KONSUM WICHTIGER ALS KINDERLIEBE - IN JAPAN WIE BEI UNS

Gerade habe ich einen wichtigen Artikel zu Fukushima übersetzt und auf unsere Seite gelegt (siehe hier). In unseren Medien ist das Thema ja durch. Das wird nur noch von diesen verbohrten, technikfeindlichen Anti-AKW-Spinnern diskutiert. Außer in Deutschland und stellenweise in den USA hat es kaum nennenswerte Demonstrationen für die Abschaltung dieser Todesmühlen gegeben. Politiker und die Herren der Atomindustrie kungeln weiter in trauter Vereinigung und betreiben 'business as usual'. Obama hält fest am Neubau von AKW's, den Indern hat man gerade noch ein paar von den Dingern angedreht, obwohl es dort wohl die größten Anti-AKW Demonstrationen gegeben hat. Allerdings waren das die Adivasis, die Ärmsten der Armen, die sich dagegen wehren, dass ihnen auch noch ihr bißchen Land gestohlen wird. Die indische Allgemeinheit hat sich da rausgehalten, da sie ja nicht unmittelbar betroffen ist.
Aber nun zu Japan.

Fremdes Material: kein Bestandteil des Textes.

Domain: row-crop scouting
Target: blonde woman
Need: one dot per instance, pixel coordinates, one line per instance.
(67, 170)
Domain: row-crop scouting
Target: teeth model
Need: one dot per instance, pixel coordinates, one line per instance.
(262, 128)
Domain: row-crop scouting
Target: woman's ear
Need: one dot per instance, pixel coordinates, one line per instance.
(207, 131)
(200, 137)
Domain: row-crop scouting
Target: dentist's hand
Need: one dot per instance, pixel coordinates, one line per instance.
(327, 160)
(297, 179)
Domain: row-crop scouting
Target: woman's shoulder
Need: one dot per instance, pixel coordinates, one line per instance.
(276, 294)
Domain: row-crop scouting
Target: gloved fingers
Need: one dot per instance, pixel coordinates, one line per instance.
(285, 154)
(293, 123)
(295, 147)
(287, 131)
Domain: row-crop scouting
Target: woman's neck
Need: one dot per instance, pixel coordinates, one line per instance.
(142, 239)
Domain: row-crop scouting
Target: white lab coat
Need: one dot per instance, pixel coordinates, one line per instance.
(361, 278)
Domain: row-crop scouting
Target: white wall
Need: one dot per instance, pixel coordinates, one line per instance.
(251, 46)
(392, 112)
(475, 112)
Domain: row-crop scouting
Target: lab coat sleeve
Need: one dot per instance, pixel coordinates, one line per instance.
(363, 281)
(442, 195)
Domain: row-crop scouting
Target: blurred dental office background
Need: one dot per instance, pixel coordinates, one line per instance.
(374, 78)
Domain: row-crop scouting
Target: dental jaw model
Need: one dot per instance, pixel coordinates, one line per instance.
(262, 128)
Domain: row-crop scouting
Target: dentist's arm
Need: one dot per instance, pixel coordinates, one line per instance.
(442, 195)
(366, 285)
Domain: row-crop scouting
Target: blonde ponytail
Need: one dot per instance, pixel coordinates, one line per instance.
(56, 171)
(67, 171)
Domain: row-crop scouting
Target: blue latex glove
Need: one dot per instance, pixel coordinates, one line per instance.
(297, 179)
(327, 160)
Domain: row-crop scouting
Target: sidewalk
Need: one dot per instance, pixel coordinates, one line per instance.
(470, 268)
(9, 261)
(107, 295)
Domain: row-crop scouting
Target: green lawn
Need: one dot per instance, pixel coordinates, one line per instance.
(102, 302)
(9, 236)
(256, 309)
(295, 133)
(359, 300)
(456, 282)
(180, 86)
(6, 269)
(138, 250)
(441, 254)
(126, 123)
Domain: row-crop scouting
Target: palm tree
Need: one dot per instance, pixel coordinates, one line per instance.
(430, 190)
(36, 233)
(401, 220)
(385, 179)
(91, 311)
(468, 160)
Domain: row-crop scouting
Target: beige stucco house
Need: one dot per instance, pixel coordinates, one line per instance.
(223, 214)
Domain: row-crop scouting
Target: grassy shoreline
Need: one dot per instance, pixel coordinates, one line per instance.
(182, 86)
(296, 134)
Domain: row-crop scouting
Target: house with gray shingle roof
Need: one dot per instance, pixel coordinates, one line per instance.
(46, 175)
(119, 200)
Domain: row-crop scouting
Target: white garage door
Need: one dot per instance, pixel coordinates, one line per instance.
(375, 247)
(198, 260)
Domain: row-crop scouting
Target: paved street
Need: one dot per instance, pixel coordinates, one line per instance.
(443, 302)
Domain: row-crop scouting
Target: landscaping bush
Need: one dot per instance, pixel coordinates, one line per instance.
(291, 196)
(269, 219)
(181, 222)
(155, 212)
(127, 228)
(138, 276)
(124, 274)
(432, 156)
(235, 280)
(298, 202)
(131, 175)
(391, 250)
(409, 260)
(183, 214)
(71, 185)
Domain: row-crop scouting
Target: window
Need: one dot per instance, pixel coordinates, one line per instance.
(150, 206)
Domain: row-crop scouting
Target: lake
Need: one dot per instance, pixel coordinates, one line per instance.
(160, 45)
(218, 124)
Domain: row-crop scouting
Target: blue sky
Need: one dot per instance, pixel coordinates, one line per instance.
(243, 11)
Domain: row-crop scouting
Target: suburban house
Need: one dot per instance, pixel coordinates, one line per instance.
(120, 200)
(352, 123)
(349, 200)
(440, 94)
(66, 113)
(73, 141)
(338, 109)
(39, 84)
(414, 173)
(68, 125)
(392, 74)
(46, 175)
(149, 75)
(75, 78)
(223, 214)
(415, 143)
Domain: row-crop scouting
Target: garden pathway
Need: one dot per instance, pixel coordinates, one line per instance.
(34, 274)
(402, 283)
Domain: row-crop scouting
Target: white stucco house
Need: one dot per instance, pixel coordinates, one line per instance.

Dort dampfen die 4 Reaktoren in Fukushima vor sich hin, stoßen immer größere Mengen Radioaktivität in die Atmosphäre aus, immer größere Mengen verseuchtes Wasser fließt ungehindert ins Meer, japanische und
auch schon südkoreanische Fischer gehen bankrott, aber es passiert nichts.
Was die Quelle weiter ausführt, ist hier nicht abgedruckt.